All code from this tutorial is available in a single script:

full_rag.py — click to expand
import os
from langchain_community.document_loaders import DirectoryLoader, PyPDFLoader
from langchain.text_splitter import RecursiveCharacterTextSplitter
from langchain_community.embeddings import OllamaEmbeddings
from langchain_community.vectorstores import Chroma
from langchain_community.llms import Ollama
from langchain.chains import RetrievalQA
from langchain.prompts import PromptTemplate

DOCS_DIR = "./docs"
CHROMA_DIR = "./chroma_db"

def ingest():
    loader = DirectoryLoader(DOCS_DIR, glob="**/*.pdf", loader_cls=PyPDFLoader, show_progress=True)
    docs = loader.load()
    splitter = RecursiveCharacterTextSplitter(chunk_size=1000, chunk_overlap=200)
    chunks = splitter.split_documents(docs)
    embeddings = OllamaEmbeddings(model="llama3.2:3b", base_url="http://localhost:11434")
    vectorstore = Chroma.from_documents(chunks, embeddings, persist_directory=CHROMA_DIR)
    vectorstore.persist()
    return len(chunks)

def query(q):
    embeddings = OllamaEmbeddings(model="llama3.2:3b", base_url="http://localhost:11434")
    vectorstore = Chroma(persist_directory=CHROMA_DIR, embedding_function=embeddings)
    llm = Ollama(model="llama3.2:3b", base_url="http://localhost:11434", temperature=0.1)
    prompt = PromptTemplate(template="Context:\n{context}\n\nQuestion: {question}\n\nAnswer:", input_variables=["context", "question"])
    qa = RetrievalQA.from_chain_type(llm=llm, chain_type="stuff", retriever=vectorstore.as_retriever(search_kwargs={"k": 4}), chain_type_kwargs={"prompt": prompt}, return_source_documents=True)
    return qa({"query": q})

if __name__ == "__main__":
    import sys
    if len(sys.argv) > 1 and sys.argv[1] == "ingest":
        n = ingest()
        print(f"Ingested {n} chunks into {CHROMA_DIR}")
    elif len(sys.argv) > 2 and sys.argv[1] == "query":
        result = query(sys.argv[2])
        print(result["result"])
        for src in result["source_documents"]:
            print(f"  Source: {src.metadata.get('source', 'unknown')}")
    else:
        print("Usage: python full_rag.py ingest | query 'your question'")

Conclusion

You now have a fully private RAG system running on your own hardware. No data ever leaves your machine. The pipeline handles PDF ingestion, chunking, embedding, vector search, and LLM-powered answers — all in about 100 lines of Python.

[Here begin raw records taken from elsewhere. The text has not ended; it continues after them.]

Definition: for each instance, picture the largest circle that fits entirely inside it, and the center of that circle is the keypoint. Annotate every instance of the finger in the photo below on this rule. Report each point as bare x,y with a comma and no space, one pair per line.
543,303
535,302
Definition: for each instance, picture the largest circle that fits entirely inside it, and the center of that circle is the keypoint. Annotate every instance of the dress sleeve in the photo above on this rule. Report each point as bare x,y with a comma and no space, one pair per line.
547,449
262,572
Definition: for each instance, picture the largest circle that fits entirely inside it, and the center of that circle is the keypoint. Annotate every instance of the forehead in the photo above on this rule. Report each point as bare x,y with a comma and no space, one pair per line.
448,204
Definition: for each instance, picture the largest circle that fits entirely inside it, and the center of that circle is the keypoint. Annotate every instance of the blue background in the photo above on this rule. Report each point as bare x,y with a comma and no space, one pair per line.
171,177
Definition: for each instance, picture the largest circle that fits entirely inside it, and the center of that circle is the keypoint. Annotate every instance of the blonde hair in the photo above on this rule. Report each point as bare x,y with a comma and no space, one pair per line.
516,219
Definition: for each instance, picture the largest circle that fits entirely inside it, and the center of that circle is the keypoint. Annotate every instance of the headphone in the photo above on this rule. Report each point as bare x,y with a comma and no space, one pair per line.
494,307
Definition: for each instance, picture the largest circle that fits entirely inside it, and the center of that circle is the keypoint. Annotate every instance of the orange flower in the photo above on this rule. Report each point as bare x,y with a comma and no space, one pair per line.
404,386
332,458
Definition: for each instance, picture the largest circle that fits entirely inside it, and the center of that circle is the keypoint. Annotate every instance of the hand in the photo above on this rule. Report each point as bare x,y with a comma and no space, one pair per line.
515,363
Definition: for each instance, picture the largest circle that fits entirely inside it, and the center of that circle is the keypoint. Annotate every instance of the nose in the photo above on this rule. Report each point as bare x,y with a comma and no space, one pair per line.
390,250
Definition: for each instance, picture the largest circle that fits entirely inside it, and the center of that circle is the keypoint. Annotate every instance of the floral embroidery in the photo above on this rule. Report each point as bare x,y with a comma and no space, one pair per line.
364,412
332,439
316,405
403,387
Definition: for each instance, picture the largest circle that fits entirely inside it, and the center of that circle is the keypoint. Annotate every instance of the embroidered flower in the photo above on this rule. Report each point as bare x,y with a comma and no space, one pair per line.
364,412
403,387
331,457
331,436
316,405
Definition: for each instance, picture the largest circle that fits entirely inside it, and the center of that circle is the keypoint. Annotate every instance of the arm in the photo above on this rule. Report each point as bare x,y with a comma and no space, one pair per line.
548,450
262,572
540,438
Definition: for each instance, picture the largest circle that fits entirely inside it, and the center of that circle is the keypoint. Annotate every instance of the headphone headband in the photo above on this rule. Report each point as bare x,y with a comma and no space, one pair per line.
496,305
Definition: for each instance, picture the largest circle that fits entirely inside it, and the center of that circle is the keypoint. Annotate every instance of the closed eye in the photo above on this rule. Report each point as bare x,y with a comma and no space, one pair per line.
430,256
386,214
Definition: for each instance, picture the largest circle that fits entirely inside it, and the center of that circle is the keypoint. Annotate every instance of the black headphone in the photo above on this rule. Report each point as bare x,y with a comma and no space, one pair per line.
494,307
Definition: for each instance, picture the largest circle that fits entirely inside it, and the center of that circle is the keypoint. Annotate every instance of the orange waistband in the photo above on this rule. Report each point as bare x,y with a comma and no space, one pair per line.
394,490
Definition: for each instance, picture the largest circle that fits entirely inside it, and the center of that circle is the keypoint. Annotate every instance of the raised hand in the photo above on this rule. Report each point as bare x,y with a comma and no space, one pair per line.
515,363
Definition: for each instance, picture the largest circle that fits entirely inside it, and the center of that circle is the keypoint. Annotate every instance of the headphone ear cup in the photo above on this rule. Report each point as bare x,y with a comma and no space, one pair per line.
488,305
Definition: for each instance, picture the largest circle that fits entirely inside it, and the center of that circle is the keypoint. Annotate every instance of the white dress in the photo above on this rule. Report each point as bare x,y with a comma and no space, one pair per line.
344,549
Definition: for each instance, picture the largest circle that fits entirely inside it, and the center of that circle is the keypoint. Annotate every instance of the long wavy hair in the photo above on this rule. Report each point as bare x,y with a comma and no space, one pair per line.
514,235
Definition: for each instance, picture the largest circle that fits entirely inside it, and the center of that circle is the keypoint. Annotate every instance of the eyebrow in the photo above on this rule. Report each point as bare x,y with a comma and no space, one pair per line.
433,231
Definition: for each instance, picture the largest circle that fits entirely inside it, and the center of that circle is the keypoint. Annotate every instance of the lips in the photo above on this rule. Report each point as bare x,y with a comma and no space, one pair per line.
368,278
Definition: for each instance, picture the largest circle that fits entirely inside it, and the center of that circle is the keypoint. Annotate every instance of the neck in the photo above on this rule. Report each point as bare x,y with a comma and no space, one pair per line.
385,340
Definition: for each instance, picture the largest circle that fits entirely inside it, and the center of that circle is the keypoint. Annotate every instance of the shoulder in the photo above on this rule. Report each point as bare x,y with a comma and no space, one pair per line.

The same architecture scales from a laptop with Llama 3.2 3B to a production cluster with dedicated embedding servers. The only difference is the model size and vector store backend.

Next steps: Add support for more file types (DOCX, HTML, CSV) via LangChain’s document loaders, or wrap the query interface in a FastAPI server for a web UI.